James Gault reviews If The Dead Rise Not by Philip Kerr
This is a book of two halves in almost ever way. The protagonist, Kerr’s cynical German detective Bernhard Gunther, Noreen, his American love interest, and his nemesis, the crook Max Reles, all appear in both halves. But this is about the only unifying element that blends the two halves into a single novel.
The first half is set before World War 2, the second after. The first half takes place in Europe (Berlin and Vienna) while the author transports the reader to pre-Castro Cuba in the second. And while our pre-war hero fights political corruption with the courageous foolhardiness of youth, his post-war disillusioned incarnation seems to have lost all his vim and vigour. As a result the second half seems slightly insipid and lifeless, although it does recover after the murder about half-way through.

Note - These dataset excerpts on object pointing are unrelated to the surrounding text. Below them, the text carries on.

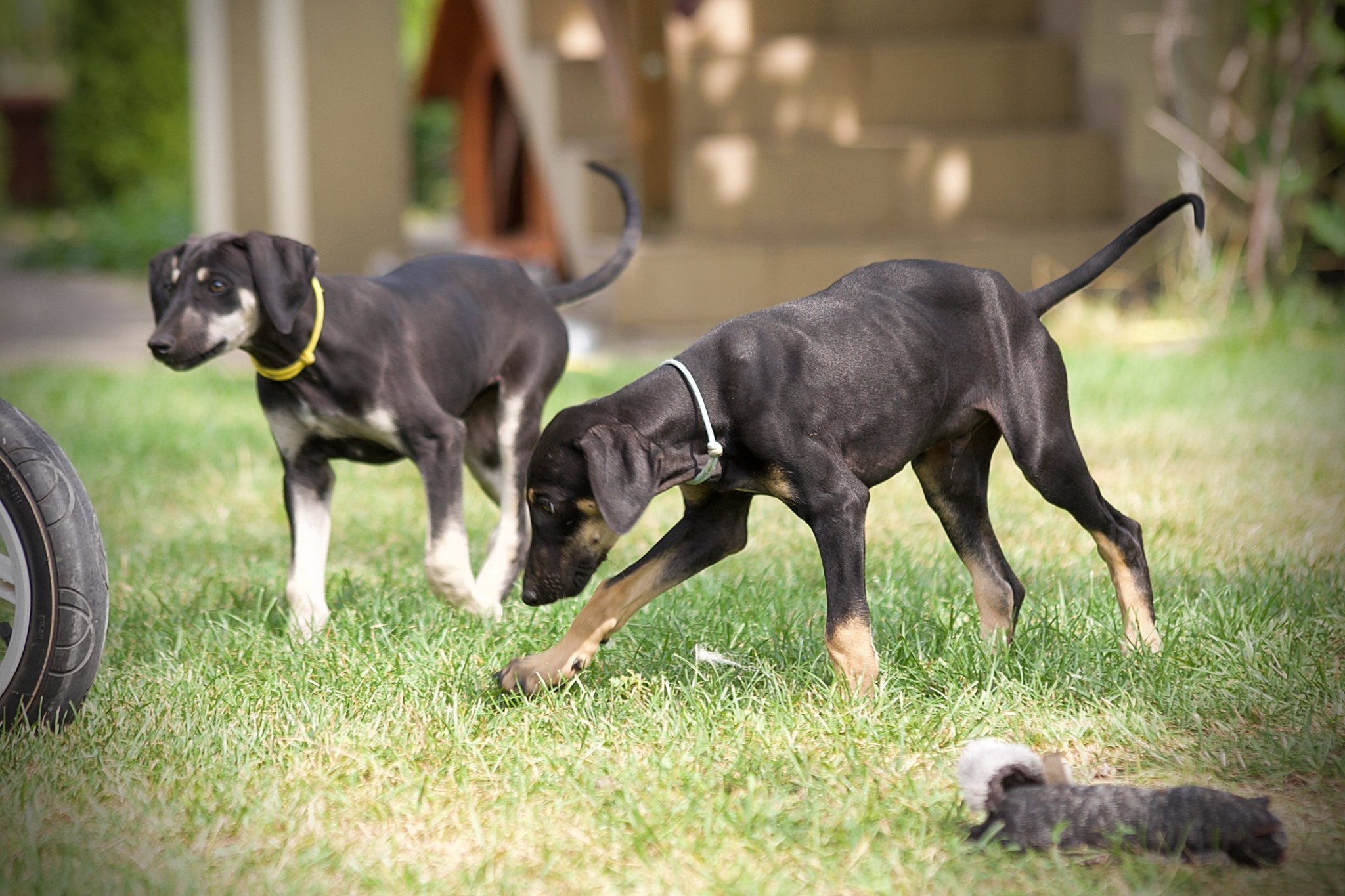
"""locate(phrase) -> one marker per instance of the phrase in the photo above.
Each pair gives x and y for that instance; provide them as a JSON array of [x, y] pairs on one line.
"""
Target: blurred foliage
[[433, 123], [418, 18], [125, 120], [121, 136], [119, 234], [433, 141]]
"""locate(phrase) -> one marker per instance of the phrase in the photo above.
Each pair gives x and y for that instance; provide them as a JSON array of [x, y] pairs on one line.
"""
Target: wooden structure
[[506, 209]]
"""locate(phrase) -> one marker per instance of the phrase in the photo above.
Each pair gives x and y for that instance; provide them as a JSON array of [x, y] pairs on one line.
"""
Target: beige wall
[[1114, 46]]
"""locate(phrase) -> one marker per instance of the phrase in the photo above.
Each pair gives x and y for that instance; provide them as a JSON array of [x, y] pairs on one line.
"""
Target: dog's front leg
[[309, 492], [835, 515], [439, 456], [517, 435], [708, 532]]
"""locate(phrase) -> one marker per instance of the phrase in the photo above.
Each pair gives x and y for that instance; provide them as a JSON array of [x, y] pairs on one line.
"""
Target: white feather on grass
[[711, 657]]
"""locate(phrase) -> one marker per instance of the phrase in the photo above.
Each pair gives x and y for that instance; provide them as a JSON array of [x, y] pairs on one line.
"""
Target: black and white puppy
[[1028, 809], [445, 359]]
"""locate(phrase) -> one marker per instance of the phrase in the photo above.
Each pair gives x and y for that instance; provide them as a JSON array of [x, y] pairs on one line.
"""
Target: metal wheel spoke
[[9, 580]]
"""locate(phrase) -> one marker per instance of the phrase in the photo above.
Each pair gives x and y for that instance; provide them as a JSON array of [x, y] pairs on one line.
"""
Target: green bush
[[125, 120]]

I’ve noticed the same loss of virility while reading the series as a whole. With youth on his side and Hitler to hate, Bernie Gunther is a character that jumps off the page and grabs you by the throat. Older and relocated away from his home territory, to the Caribbean or the south of France, he’s just not the same man. This change of character may be a point the author wanted to make, bit it can’t avoid taking the edge off the intrigue a little.
But don’t let this little criticism put you off reading this. Kerr was a master of his craft and this is still a five star read. Enjoy it!